MILTON, Fla. (AP) - New laws should make it easier for parents to see how their children's schools and districts are doing compared to others in Florida, experts told the state Board of Education on Tuesday.
Bills recently signed by Gov. Rick Scott change the way schools and districts are graded. Florida is also overhauling standardized tests given to students in various grades.
"The goal is to make it easier to understand. There will be a clear connection between the school grading formula and improving student outcomes," Juan Copa, deputy education commissioner, told the Florida Board of Education during a routine meeting held in the western Panhandle town of Milton.
Florida's Republican-controlled Legislature made numerous changes to the state's public school evaluation system in the last session. The state's new standardized tests will align with the education standards known as the Common Core.
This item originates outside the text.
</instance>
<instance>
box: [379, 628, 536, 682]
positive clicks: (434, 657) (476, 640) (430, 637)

The new grading formula is designed to be simpler and schools won't be penalized for any negative results the first year the new test is taken.
Other changes include a law to protect student privacy by requiring districts to use education numbers instead of Social Security numbers and a measure to give parents more opportunity to object to textbooks selected for use in their children's school.
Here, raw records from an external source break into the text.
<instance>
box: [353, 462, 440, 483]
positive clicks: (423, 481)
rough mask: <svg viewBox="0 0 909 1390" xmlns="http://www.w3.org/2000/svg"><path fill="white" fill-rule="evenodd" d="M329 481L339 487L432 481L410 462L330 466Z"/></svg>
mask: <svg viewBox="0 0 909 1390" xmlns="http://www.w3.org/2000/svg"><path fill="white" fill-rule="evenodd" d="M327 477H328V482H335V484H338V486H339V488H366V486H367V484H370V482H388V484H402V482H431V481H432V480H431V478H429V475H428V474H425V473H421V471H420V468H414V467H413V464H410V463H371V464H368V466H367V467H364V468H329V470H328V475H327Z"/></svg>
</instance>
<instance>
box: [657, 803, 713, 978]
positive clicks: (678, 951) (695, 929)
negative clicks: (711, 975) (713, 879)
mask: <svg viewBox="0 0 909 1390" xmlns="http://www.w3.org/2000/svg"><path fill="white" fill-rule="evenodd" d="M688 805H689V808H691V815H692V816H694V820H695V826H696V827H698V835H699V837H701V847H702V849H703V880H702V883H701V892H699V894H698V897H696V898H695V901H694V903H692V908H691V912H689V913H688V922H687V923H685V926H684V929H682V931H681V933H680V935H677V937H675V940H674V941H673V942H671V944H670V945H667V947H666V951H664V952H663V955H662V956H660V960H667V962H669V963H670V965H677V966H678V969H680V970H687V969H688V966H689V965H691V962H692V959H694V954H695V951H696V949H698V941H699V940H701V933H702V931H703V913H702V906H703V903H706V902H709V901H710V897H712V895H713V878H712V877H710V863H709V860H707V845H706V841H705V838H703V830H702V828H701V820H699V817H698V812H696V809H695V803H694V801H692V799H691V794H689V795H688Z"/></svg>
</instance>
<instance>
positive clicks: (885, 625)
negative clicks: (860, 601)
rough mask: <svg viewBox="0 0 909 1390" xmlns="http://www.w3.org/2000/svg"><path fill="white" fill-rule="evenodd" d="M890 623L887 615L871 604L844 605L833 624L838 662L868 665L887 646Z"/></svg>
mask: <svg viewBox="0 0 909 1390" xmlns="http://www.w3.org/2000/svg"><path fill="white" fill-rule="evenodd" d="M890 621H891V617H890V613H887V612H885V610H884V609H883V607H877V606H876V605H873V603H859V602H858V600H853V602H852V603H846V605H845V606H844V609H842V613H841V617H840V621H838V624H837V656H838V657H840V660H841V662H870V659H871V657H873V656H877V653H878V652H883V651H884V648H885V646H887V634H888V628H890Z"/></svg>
Despite the changes, some legislators remain unhappy with the state's efforts to meet the suggested guidelines.
The federal Common Core State Standards are a result of an initiative sponsored by the National Governors Association and the Council of Chief State School Officers. Common Core Standards have been adopted in 45 states and Washington, D.C.
Opponents see them as the nationalization of education policy and standards, something they say should be left to the states. Supporters contend that having a shared set of standards will allow for a more accurate state-by-state comparison of student performance.
Although the education-reform bills were signed into law this year, school districts will not receive any penalties or consequences of the new grading system until the 2015-2016 school year. Test scores from the 2014-2015 school will be used only as a baseline for future years. The 2014-2015 school year will be a transitional year to the new testing system, Copa said.
Once the new system is implemented, individual schools and school districts will receive an annual A-F grade. The new grading system is designed to be easier to understand than the current grading system. It eliminates a complicated bonus point system that had weighted the scores of some schools and it grades schools in a straightforward way based on the percentage of possible points earned, Copa said.
In the coming months, the state board will review the content of the new tests and the schedules for testing.